You can't force it. It may come. Then you're ready for all the sacrifice and giving of yourself. Because man...you just give give give give...get much in return I tell you, but there are many many many days with little or negative return, but you just keep going and know that your hard work will (hopefully) payoff with a well-adjusted child that will be your ultimate legacy (and support you in your old age after the SS system has gone bankrupt and your 401k falls 99% - ha ha!).

This weekend I skied with my 3 kids and hubby - the littlest is 3yo and making turns and stopping on his own. Such a wonderful sight for me - all 5 of us together on the ski mountain (a first). It's these times when all the hard work and sacrifice are so worth it. Of course it was followed by my near-teen begging to get off the slopes (with eye roll), a 3yo tantrum and fighting over a cookie...
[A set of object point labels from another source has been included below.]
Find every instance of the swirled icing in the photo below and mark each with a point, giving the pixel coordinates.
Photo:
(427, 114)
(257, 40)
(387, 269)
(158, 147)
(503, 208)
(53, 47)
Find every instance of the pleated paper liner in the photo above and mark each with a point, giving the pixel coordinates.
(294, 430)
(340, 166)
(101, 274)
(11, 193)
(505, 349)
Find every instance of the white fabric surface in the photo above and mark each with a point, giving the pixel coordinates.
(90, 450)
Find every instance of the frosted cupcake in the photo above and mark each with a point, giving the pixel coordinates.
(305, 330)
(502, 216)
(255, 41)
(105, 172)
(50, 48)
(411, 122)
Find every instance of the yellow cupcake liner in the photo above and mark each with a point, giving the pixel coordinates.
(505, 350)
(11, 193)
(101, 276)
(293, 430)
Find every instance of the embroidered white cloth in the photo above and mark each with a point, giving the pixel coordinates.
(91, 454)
This post reminds me why I made the decision not to have kids!:laugh: I know there are cool things I am missing out on, but it just wasn't the life I wanted - and I was married during my "child bearing" years... Now I'm in my late 40's and in many respects I feel like I never "grew up" in the way having that responsibility forces you to!

But I remember how mind blowing it was when I was young and friends started having them!:eek:
 

MaryLou

Ski Diva Extraordinaire
This post reminds me why I made the decision not to have kids!:laugh: I know there are cool things I am missing out on, but it just wasn't the life I wanted - and I was married during my "child bearing" years... Now I'm in my late 40's and in many respects I feel like I never "grew up" in the way having that responsibility forces you to!
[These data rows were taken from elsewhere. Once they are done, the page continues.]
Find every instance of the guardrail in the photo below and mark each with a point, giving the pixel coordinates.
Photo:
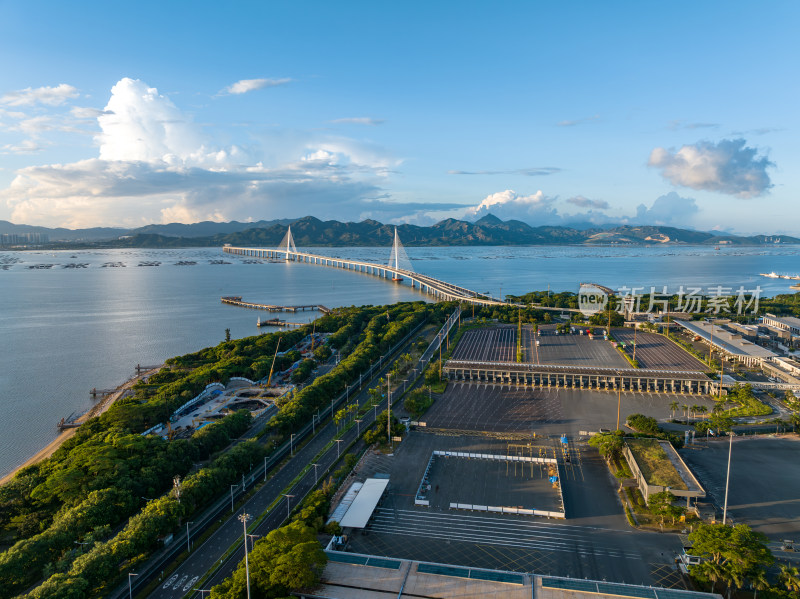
(167, 554)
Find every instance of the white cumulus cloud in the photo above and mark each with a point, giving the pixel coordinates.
(155, 165)
(509, 204)
(248, 85)
(359, 120)
(51, 96)
(138, 123)
(728, 167)
(588, 203)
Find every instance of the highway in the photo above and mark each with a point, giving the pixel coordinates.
(209, 555)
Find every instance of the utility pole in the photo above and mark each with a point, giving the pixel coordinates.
(727, 480)
(288, 506)
(440, 355)
(711, 344)
(130, 588)
(389, 404)
(243, 518)
(188, 547)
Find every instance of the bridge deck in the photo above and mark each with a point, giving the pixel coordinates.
(433, 286)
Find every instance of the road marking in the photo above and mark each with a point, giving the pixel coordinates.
(190, 583)
(180, 582)
(171, 579)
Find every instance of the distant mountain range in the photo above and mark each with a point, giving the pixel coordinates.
(310, 231)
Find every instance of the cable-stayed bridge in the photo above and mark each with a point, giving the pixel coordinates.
(398, 269)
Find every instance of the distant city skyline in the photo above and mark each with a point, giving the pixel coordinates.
(125, 115)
But I remember how mind blowing it was when I was young and friends started having them!:eek:

LOL! Some days I think I should have taken your route. My BIL/SIL are early 40s, no kids...ski trip out west every year, few more vacations, weekends away, season tickets to sporting events, new luxury cars....fun fun fun... They were at our ski house over New Years...what I had to do to get myself and family ready for a ski day was like moving a battalion compared to their preparation (including 2 more hours of sleep!). Sigh...I really really really try not to dwell on it. They are great uncle and aunt to my kids though!
 

Christy

Ski Diva Extraordinaire
This post reminds me why I made the decision not to have kids! I know there are cool things I am missing out on, but it just wasn't the life I wanted - and I was married during my "child bearing" years... Now I'm in my late 40's and in many respects I feel like I never "grew up" in the way having that responsibility forces you to!

That sounds like me! Plus I started grad school at 33 and am still finishing a dissertation so I only work (at my job) 3 days per week, and am home writing (kind of) the other 2. I wonder if I will ever feel "grown up."